Mindfulness is the act of being aware of the present moment, without judgement, and without attachment. The opposite of mindfulness is being on autopilot. Mindfulness is helpful because it can reduce pain, tension, and stress. Practice mindfulness during routine activities such as brushing your teeth, showering, taking the dog for a walk, eating lunch, waiting at a stop light, sitting in the waiting room. Mindfulness may help reduce stress by helping us become more aware of the present moment we are in instead of ruminating about the past or future.
The basics of mindfulness practice:
- Pay attention to your senses. Notice what you see, hear, smell, and taste.
- Pay attention to your body. Scan your body from head to toe. Often times, stress manifests as physical sensations. You might notice that you are clenching your jaw or have tension in your shoulders. Gently let these tensions go.
- As you notice your mind wandering, bring it back to focusing on the present moment that you are in, without judgement. Practice noticing the thoughts and emotions as they arise, but do not become attached to them.

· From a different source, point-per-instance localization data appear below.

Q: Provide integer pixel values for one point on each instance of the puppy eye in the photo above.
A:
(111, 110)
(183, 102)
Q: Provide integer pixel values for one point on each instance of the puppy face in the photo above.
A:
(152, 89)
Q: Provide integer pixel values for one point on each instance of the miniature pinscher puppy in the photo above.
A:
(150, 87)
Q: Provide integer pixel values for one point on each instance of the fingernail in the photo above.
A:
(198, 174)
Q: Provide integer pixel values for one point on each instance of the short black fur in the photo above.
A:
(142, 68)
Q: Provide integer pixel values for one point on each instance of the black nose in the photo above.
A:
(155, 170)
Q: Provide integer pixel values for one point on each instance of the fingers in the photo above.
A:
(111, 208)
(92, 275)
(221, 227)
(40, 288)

Re-frame your thinking: changing the way you respond to stress
If you view something as a threat, stress hormones are automatically released into the bloodstream, which is associated with increased physical pain. Here are some simple ways to change how you respond to stress.
- Try shifting your view of something as a threat to viewing it as a challenge. One way is to remind yourself of the resources you have for success.
- Remind yourself that you have caring people to support you such as family, friends, neighbors, and co-workers.
- Re-assess the accuracy (or lack thereof) of your thoughts. Do you have sufficient evidence to come to this negative conclusion or could there be other explanations?
- Realize that just because you feel butterflies in your stomach does not mean that you are actually in any sort of danger.
In summary, identification of stress and the incorporation of stress management techniques such as mindfulness and re-appraisal facilitates effective pain management.
In many cases, however, a formal course of physical therapy is still necessary to ameliorate pain, minimize disability, and improve quality of life. What techniques is your physical therapist likely to use? Most of you probably think of exercise and hands on manual therapy. However, physical therapy is more than a science. It’s an art. A physical therapist is likely to be skilled in active listening and is an effective coach, leader, and motivator to help you get better. With an understanding of the mind-body connection, your physical therapist should understand that your physical recovery is dependent on your feelings of being understood and validated. An effective therapist’s goal should be to get to know YOU, the patient. Effective communication creates the feeling that healing is within reach, which leads to greater effort, adherence, motivation, and therefore greater gains from physical therapy.